Some flowers also protect your vegetables against foe bugs. This is why grandmas (and my partner) love to grow marigolds next to tomatoes. The smell of marigolds repels aphids and attracts hoverflies, which eat aphids. Marigolds can also be a sacrificial plant, as slugs love them. You can plant a marigold moat around your veges to drown the slugs in flowers.
Because they can cater to your allergen needs
I think it’s mean to the bees, but there are some pollenless sunflowers.
For your other plants
Plants like to befriend each other. Think about nature: lots of different plants grow together and we call it an ecosystem. In the scale of a garden, we call it companion planting or a guild. (More on good companions and guilds next week). For now, consider whether you would like to be in dirt all by yourself, unable to move and with no friends? Or whether you would like to be surrounded entirely by ugly people? Well, plants don’t like that either. Put beautiful friends in close proximity to the funny ones so they don’t get sick of each other’s company.
For eating and drinking
It’s unlikely we’re going to have a flower-heavy diet, but a few petals in a salad or atop a cake really impresses people at potlucks. You will see borage in most garden nerds’ gardens. It was a popular herb in the middle ages and tastes kind of like cucumber. You can float the star-shaped flowers in cold drinks or boil them into a tea. Also, once you’ve got it growing, it will start to crop up all over your garden with absolutely no effort from you. Consider a single packet of seeds a lifelong investment.
You can eat calendula flowers (sweet, buttery, peppery), viola flowers (subtly sweet with a touch of mint), nasturtium flowers and leaves (peppery), lavender flowers (pungent and perfume-y, best for cakes or drinks), roses (again, perfume-y, so cakes or drinks too), marigolds (sharp and tangy, some say like saffron) and chamomile (for sleepy tea). And, of course, you can eat sunflower seeds once they form, so long as you beat the birds (this sometimes looks like putting a cotton bag over the sunflower).

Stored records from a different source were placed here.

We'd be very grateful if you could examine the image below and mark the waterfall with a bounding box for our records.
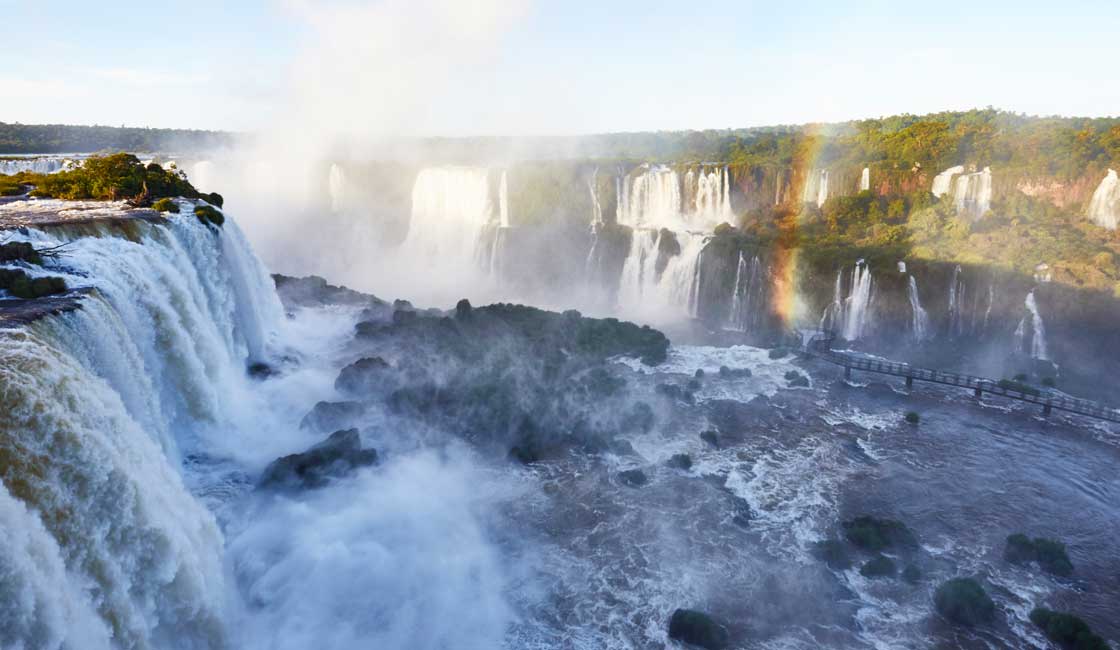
[802,169,829,207]
[820,269,844,332]
[0,156,73,175]
[727,252,765,332]
[588,168,603,226]
[954,167,992,218]
[860,167,870,192]
[907,275,930,341]
[404,167,498,270]
[498,171,510,228]
[0,207,285,649]
[618,164,732,229]
[1014,290,1050,360]
[617,229,707,319]
[1087,169,1119,230]
[932,165,965,197]
[841,261,873,340]
[948,265,966,337]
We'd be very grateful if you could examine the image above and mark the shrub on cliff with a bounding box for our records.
[23,153,202,202]
[194,204,225,227]
[934,578,995,626]
[152,198,179,213]
[1029,608,1111,650]
[842,516,918,551]
[0,269,67,299]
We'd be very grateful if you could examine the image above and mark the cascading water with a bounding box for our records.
[617,164,732,230]
[947,265,967,337]
[1087,168,1120,230]
[0,156,73,175]
[860,167,870,192]
[685,166,733,224]
[1013,290,1050,360]
[907,275,931,341]
[954,167,992,218]
[727,252,765,332]
[617,229,708,319]
[802,169,829,208]
[0,206,285,650]
[403,167,498,271]
[819,261,874,340]
[931,165,965,197]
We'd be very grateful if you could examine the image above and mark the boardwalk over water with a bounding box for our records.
[804,333,1120,425]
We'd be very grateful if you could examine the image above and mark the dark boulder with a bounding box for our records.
[335,356,395,395]
[1029,607,1111,650]
[934,578,996,626]
[718,365,751,379]
[0,241,42,265]
[0,268,67,300]
[300,400,366,432]
[730,496,752,528]
[842,516,918,552]
[667,609,729,650]
[784,370,810,387]
[667,453,693,470]
[768,347,789,359]
[455,298,473,319]
[902,564,922,584]
[1004,534,1073,576]
[860,555,896,579]
[812,539,852,570]
[247,361,276,379]
[258,429,378,489]
[700,430,720,448]
[618,468,648,487]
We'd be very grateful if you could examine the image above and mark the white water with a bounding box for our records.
[931,165,965,197]
[617,164,732,230]
[1014,290,1050,360]
[907,275,931,341]
[727,252,765,332]
[947,265,966,337]
[954,167,992,218]
[617,229,708,320]
[821,262,874,340]
[1087,169,1120,230]
[860,167,870,192]
[328,163,346,213]
[0,156,75,175]
[403,166,501,271]
[0,202,523,650]
[802,169,829,207]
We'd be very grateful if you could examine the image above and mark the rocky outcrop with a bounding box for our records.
[667,609,729,650]
[933,578,995,626]
[299,400,367,432]
[259,429,378,489]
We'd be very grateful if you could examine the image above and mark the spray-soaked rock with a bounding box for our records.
[259,428,378,490]
[300,400,367,432]
[667,609,729,650]
[335,356,395,395]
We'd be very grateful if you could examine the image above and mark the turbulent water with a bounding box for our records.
[1,202,1118,650]
[0,156,74,175]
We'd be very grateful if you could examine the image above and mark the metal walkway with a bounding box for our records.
[804,333,1120,424]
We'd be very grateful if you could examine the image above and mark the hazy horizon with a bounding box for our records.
[3,0,1119,137]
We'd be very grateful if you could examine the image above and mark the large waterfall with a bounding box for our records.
[0,156,74,175]
[0,206,284,649]
[907,275,931,341]
[617,229,707,319]
[860,167,870,192]
[616,164,732,230]
[404,167,503,270]
[802,169,829,208]
[727,252,766,332]
[1087,169,1119,230]
[820,261,874,340]
[931,165,965,197]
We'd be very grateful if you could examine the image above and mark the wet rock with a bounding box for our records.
[0,268,67,299]
[0,241,42,265]
[1029,608,1110,650]
[455,298,473,319]
[258,429,378,489]
[812,539,852,570]
[784,370,810,388]
[694,368,705,379]
[300,400,366,432]
[624,402,655,433]
[667,609,729,650]
[842,516,918,552]
[730,496,752,528]
[933,578,995,626]
[1004,534,1074,576]
[700,430,720,448]
[618,468,648,487]
[610,440,638,457]
[335,356,394,395]
[667,453,693,470]
[247,361,276,379]
[768,347,789,359]
[860,555,896,579]
[902,564,922,584]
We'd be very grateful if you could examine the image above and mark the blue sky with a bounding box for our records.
[1,0,1117,135]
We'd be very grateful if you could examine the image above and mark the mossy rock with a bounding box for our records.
[933,578,996,626]
[842,516,918,552]
[0,242,43,265]
[1029,607,1111,650]
[206,192,224,208]
[1004,534,1074,576]
[667,609,729,650]
[812,539,852,570]
[152,197,180,213]
[194,204,225,227]
[0,268,67,299]
[667,453,693,470]
[860,555,897,579]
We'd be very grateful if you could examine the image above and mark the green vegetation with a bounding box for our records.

Having said all this, and to be entirely honest, I wouldn’t describe flowers as delicious. They are more for the eyes than the mouth. Which leads me to my next point…
For the pursuit of beauty
On Sunday, I saw a friend share a photo of the sunflowers in the West Bank. I did not know that the sunflowers were on cleaning duty. I thought they were there to bring joy to Palestinians through their beauty.

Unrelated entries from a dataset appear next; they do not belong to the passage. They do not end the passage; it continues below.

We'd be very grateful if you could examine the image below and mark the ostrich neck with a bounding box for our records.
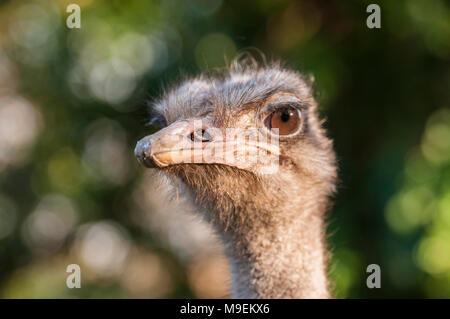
[220,203,330,299]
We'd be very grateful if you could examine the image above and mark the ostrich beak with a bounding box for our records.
[135,120,280,171]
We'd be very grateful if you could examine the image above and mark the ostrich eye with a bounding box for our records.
[264,107,302,135]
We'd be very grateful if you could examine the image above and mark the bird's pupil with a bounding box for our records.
[280,111,290,122]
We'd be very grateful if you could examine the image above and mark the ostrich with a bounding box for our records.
[134,62,337,298]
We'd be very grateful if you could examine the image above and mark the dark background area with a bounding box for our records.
[0,0,449,298]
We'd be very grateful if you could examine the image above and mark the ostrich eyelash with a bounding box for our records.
[263,102,304,113]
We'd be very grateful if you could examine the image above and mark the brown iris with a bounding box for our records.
[264,107,302,135]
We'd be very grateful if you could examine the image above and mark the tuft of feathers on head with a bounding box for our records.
[145,55,317,127]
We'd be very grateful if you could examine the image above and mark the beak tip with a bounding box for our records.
[134,138,158,168]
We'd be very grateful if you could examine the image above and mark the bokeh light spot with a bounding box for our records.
[195,33,236,70]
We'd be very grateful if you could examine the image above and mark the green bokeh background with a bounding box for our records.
[0,0,449,298]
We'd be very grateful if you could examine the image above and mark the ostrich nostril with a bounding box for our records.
[190,129,211,143]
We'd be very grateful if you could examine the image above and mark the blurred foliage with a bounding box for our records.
[0,0,449,298]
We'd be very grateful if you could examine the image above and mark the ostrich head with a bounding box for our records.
[135,62,337,298]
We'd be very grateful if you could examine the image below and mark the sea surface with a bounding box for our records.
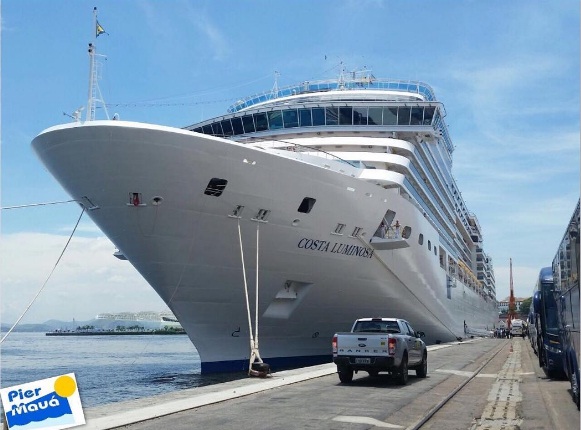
[0,332,246,409]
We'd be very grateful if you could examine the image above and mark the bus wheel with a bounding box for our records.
[571,368,580,409]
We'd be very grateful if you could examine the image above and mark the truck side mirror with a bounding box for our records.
[416,331,425,338]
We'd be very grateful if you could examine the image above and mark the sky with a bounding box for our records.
[1,0,579,324]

Something lovely happens when you grow a garden that is visible to passers-by: they stop to admire it. Once, when I was rummaging around in my garden, a neighbour passed by and said she’d been following the growth of the pumpkin vine, which was flowering, and that it made her happy each day as she walked to and from the bus. Older ladies who pass by in groups always inspect and discuss the magnolia flowers.
In Plato’s Symposium, which he wrote about 2,400 years ago, Socrates says: “only in the contemplation of beauty is human life worth living”. It may or may not have been used as an argument to be slutty, and there is certainly something in it.
The pursuit of beauty is a noble endeavour in life, just like seeking truth and justice. In a world frankly obsessed with making everything (and everyone) useful so that it (we) can be considered worthy of existing, growing something for the pure pleasure of beauty is the least unhinged thing you can do.
Top tip: Grow flowers!
Task for the week: Let a flower make you happy.